You can't claim to be a true Texan until you've tried to consume about twice your body weight in meat and fried food in one sitting. In pursuit of this objective, and on the recommendation of some friends who obviously thought we needed feeding up, we visited the Loco Coyote Grill in Glen Rose. You can't get much more western than this: a low wooden building with a porch out front, sawdust on the floor and a menu of burgers, barbecue and fried catfish. A sign on the door advised us to leave bad attitudes outside. We took its advice, ordered a beer, added our names to the thousands scrawled on walls, window frames and furniture, and waited in relaxed anticipation for a mountain of food to appear before us. We were not disappointed. Even after eating so much we didn't want to stand up, there was enough for another meal in our polystyrene take-out boxes.

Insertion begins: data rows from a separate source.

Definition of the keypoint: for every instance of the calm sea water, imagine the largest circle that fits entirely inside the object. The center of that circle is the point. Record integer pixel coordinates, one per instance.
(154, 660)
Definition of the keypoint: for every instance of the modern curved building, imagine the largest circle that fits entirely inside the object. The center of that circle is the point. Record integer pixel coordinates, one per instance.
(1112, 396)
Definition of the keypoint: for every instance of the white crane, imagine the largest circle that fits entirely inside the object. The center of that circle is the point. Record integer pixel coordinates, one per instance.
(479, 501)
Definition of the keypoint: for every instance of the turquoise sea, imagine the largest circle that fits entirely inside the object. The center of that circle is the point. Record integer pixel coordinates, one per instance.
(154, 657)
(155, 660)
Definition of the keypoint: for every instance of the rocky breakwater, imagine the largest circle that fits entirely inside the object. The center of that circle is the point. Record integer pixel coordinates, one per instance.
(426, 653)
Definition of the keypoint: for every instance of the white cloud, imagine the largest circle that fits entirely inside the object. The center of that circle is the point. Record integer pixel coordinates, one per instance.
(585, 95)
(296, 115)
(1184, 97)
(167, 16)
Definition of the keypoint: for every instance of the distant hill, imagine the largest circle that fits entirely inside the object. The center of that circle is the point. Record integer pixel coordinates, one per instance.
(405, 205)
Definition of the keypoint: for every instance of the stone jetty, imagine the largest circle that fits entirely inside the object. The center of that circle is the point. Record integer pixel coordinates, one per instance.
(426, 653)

Lest you think us complete gluttons, I must add that we fitted a good amount of outdoor activity into our three days. From spotting buffalo and prairie dogs at the Fort Worth Nature Reserve to fording rivers at Dinosaur Valley State Park, and from giggling at gibbons in the zoo to pacing peacefully through the botanic gardens, we made the most of the near-perfect fall weather. And, I think, of our time together.